西谷:隣国のカザフスタンに出国する際に、中国では禁書になっている『新疆ウイグル自治区』(熊倉潤、中公新書)や、日本で行われた「反中デモ」の写真を持っていたことから30時間以上拘束されました。タイガーチェアという拷問器具が隣に置かれた状態で、深夜から一睡も許されずに取り調べを受けました。弁護士を呼ぶことも、日本大使館と連絡を取ることもできず、疲労と睡魔で感覚がマヒしていきました。しかし、「この状態が何年も続き、自分の人生はここで終わる」と死を覚悟したのは、はっきりと覚えています。リアルに死を意識したのは生まれて初めてでした。

——書籍では「その渦中というのは意外なほど日常と地続きで、とても平凡な出来事のように思えた」と書かれていますね。

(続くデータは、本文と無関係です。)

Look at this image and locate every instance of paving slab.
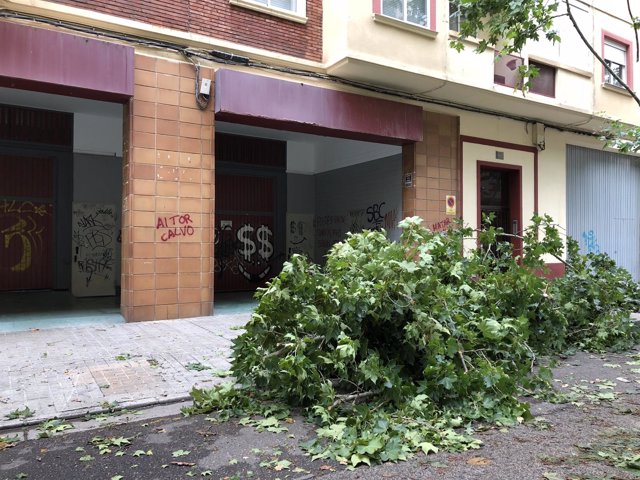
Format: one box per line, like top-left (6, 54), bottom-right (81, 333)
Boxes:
top-left (0, 313), bottom-right (250, 429)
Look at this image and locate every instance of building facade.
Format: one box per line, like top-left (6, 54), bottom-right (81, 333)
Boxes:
top-left (0, 0), bottom-right (640, 321)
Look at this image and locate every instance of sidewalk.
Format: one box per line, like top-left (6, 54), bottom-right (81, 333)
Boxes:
top-left (0, 313), bottom-right (250, 429)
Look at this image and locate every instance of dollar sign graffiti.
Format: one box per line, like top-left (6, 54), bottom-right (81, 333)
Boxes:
top-left (256, 225), bottom-right (273, 260)
top-left (237, 225), bottom-right (256, 262)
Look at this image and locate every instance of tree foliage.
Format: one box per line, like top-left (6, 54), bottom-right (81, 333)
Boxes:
top-left (189, 217), bottom-right (639, 466)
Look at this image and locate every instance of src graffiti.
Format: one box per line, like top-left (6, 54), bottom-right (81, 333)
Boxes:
top-left (367, 202), bottom-right (386, 230)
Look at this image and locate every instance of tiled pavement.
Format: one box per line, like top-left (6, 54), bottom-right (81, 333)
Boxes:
top-left (0, 313), bottom-right (249, 429)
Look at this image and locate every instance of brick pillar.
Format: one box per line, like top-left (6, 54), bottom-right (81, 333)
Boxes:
top-left (121, 54), bottom-right (214, 321)
top-left (402, 112), bottom-right (462, 230)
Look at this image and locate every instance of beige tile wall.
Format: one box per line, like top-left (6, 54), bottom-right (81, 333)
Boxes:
top-left (122, 54), bottom-right (214, 321)
top-left (402, 112), bottom-right (462, 229)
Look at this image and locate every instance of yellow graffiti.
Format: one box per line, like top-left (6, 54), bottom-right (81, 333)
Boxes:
top-left (2, 218), bottom-right (31, 272)
top-left (0, 200), bottom-right (49, 217)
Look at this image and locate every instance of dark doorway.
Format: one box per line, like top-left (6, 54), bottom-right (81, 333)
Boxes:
top-left (478, 162), bottom-right (522, 255)
top-left (214, 133), bottom-right (287, 292)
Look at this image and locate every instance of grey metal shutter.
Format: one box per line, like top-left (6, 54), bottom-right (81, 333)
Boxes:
top-left (567, 145), bottom-right (640, 280)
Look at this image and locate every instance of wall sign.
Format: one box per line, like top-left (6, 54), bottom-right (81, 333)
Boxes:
top-left (445, 195), bottom-right (456, 215)
top-left (402, 172), bottom-right (413, 188)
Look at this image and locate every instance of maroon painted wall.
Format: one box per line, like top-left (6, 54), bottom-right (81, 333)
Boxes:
top-left (214, 69), bottom-right (423, 145)
top-left (48, 0), bottom-right (322, 61)
top-left (0, 21), bottom-right (133, 102)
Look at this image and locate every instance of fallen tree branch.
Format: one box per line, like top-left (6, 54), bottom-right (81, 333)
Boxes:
top-left (330, 391), bottom-right (379, 409)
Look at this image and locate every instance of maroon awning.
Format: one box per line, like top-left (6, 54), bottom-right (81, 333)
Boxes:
top-left (0, 21), bottom-right (134, 102)
top-left (215, 69), bottom-right (423, 145)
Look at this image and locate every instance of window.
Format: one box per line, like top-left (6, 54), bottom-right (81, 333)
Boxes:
top-left (493, 55), bottom-right (523, 88)
top-left (449, 0), bottom-right (464, 32)
top-left (604, 37), bottom-right (629, 87)
top-left (382, 0), bottom-right (429, 27)
top-left (529, 60), bottom-right (556, 97)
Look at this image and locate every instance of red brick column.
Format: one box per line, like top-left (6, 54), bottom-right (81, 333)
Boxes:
top-left (121, 54), bottom-right (215, 321)
top-left (402, 112), bottom-right (462, 230)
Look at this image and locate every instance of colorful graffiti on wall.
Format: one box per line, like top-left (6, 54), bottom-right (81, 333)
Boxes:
top-left (214, 219), bottom-right (274, 290)
top-left (0, 200), bottom-right (52, 272)
top-left (582, 230), bottom-right (600, 253)
top-left (314, 202), bottom-right (400, 258)
top-left (287, 213), bottom-right (315, 260)
top-left (156, 213), bottom-right (195, 242)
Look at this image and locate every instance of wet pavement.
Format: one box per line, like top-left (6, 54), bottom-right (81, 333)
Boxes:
top-left (0, 313), bottom-right (250, 429)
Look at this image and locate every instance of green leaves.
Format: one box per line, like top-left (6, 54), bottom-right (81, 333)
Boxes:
top-left (188, 216), bottom-right (640, 469)
top-left (5, 407), bottom-right (36, 420)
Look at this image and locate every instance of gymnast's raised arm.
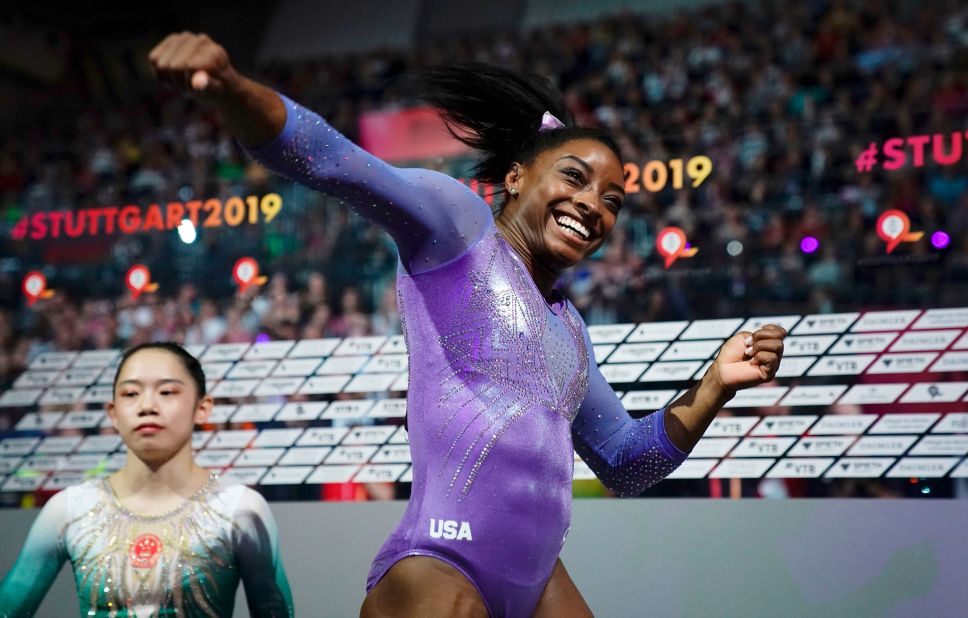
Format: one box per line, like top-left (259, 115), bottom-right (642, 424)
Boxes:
top-left (148, 32), bottom-right (492, 273)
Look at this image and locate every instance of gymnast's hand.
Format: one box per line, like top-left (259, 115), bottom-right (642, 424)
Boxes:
top-left (713, 324), bottom-right (786, 392)
top-left (148, 32), bottom-right (286, 146)
top-left (148, 32), bottom-right (238, 99)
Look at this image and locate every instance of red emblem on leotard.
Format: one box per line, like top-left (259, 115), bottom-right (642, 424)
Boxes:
top-left (128, 534), bottom-right (161, 569)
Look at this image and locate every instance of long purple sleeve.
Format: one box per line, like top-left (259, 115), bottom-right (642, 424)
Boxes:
top-left (248, 95), bottom-right (492, 274)
top-left (571, 316), bottom-right (688, 496)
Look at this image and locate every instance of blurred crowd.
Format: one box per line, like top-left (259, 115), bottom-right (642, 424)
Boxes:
top-left (0, 0), bottom-right (968, 496)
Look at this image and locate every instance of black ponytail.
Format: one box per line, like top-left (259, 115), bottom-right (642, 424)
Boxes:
top-left (415, 62), bottom-right (621, 186)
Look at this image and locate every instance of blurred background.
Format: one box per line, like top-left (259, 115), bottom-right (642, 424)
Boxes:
top-left (0, 0), bottom-right (968, 505)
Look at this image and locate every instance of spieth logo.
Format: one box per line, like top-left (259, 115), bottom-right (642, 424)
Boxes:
top-left (430, 519), bottom-right (474, 541)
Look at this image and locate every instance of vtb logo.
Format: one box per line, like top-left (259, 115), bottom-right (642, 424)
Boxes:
top-left (430, 519), bottom-right (474, 541)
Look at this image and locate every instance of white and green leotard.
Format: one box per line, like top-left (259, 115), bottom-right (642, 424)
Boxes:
top-left (0, 475), bottom-right (293, 618)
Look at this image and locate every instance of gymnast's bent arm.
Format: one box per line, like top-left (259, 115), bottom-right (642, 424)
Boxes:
top-left (149, 33), bottom-right (493, 273)
top-left (572, 312), bottom-right (786, 496)
top-left (233, 489), bottom-right (293, 618)
top-left (0, 491), bottom-right (68, 618)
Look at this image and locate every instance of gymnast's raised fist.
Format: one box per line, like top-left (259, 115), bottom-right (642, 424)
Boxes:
top-left (148, 32), bottom-right (238, 98)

西谷:皆さんもいきなり「あなたは無期懲役です」と言われたら、「はあっ?」ってなりますよね。それに近い感覚かと。「国家安全危害罪で最高刑は無期懲役だ」と言われても、冗談だと思うじゃないですか。でも冗談ではなかった。何か効果音があるわけでも、決め台詞があるわけでもなく、淡々と事務作業のように取り調べが続き、いつになっても解放されず、横になることも許されない。日常と地続きのまま、いつの間にか変な世界に迷い込んでしまったような感覚でした。

◆「永久に入国させない」はハッタリか否か

——最終的に「5年間の入国禁止」を言い渡されたそうですが、この拘束によって自身の中国に対するスタンスに変化はありましたか。

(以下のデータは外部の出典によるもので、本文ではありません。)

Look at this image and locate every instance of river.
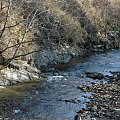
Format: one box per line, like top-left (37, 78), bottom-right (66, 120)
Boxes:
top-left (1, 50), bottom-right (120, 120)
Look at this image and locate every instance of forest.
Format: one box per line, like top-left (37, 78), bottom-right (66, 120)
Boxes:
top-left (0, 0), bottom-right (120, 120)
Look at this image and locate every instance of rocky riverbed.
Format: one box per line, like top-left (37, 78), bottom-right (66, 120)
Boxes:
top-left (77, 72), bottom-right (120, 120)
top-left (0, 51), bottom-right (120, 120)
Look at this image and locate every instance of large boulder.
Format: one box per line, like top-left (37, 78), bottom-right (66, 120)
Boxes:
top-left (0, 60), bottom-right (41, 86)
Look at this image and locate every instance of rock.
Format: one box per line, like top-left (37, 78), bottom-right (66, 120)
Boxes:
top-left (85, 72), bottom-right (104, 80)
top-left (0, 60), bottom-right (41, 86)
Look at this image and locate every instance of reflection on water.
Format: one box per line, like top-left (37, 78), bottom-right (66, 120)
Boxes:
top-left (3, 51), bottom-right (120, 120)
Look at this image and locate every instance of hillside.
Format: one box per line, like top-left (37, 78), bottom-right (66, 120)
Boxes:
top-left (0, 0), bottom-right (120, 68)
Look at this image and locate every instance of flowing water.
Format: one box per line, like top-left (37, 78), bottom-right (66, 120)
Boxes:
top-left (2, 50), bottom-right (120, 120)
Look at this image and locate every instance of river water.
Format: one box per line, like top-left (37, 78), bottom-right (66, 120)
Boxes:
top-left (3, 50), bottom-right (120, 120)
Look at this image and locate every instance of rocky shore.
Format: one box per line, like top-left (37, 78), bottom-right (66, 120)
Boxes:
top-left (76, 72), bottom-right (120, 120)
top-left (0, 60), bottom-right (41, 86)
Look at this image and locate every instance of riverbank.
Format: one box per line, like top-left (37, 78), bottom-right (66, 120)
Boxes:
top-left (77, 72), bottom-right (120, 120)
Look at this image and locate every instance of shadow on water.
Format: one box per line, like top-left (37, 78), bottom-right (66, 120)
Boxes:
top-left (1, 51), bottom-right (120, 120)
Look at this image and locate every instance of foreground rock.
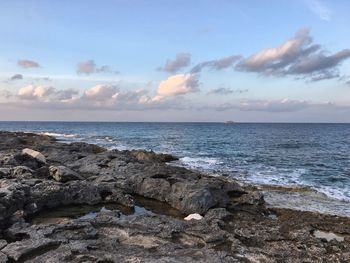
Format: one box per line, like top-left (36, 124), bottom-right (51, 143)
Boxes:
top-left (0, 132), bottom-right (350, 262)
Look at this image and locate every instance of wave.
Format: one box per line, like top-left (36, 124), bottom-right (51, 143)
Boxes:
top-left (179, 156), bottom-right (223, 170)
top-left (38, 132), bottom-right (79, 138)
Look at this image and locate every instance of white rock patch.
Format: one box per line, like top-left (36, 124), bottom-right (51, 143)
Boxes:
top-left (184, 213), bottom-right (203, 220)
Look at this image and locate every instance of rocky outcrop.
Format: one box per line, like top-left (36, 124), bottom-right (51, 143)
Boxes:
top-left (0, 132), bottom-right (350, 262)
top-left (49, 165), bottom-right (83, 183)
top-left (22, 148), bottom-right (46, 163)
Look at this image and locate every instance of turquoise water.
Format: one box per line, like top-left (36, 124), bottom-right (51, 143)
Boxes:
top-left (0, 122), bottom-right (350, 202)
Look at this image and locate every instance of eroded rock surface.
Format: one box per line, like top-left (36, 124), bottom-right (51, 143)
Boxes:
top-left (0, 132), bottom-right (350, 262)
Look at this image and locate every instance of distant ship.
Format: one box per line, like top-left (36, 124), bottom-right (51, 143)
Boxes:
top-left (225, 121), bottom-right (235, 124)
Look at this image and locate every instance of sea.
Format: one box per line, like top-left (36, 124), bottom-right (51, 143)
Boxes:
top-left (0, 122), bottom-right (350, 216)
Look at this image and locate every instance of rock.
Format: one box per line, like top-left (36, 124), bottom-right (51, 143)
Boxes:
top-left (22, 148), bottom-right (46, 163)
top-left (0, 239), bottom-right (7, 250)
top-left (184, 213), bottom-right (203, 221)
top-left (0, 252), bottom-right (8, 263)
top-left (1, 238), bottom-right (60, 261)
top-left (0, 131), bottom-right (350, 263)
top-left (131, 150), bottom-right (179, 163)
top-left (0, 168), bottom-right (11, 179)
top-left (12, 166), bottom-right (33, 178)
top-left (49, 165), bottom-right (83, 183)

西谷:「新疆での体験を世の中に発表したら、永久に入国させない」とも言われましたが、どこまで本当か分かりません。希望的観測かもしれませんが、現地の警察のハッタリかもしれません。ひどい目に遭いましたが、もう中国に足を踏み入れることができないかもしれないと思うと、ある種の望郷の念みたいなものが湧きますし、むしろ中国への思い入れみたいなものは強くなったかもしれません。我々の価値観で中国を批判して留飲を下げるだけでは、不健全で非建設的だと今でも思っています。中国の理屈を認める必要はありませんが、知った上で向き合わなければ、何も前に進まないのではないでしょうか。


配信元: 日刊SPA!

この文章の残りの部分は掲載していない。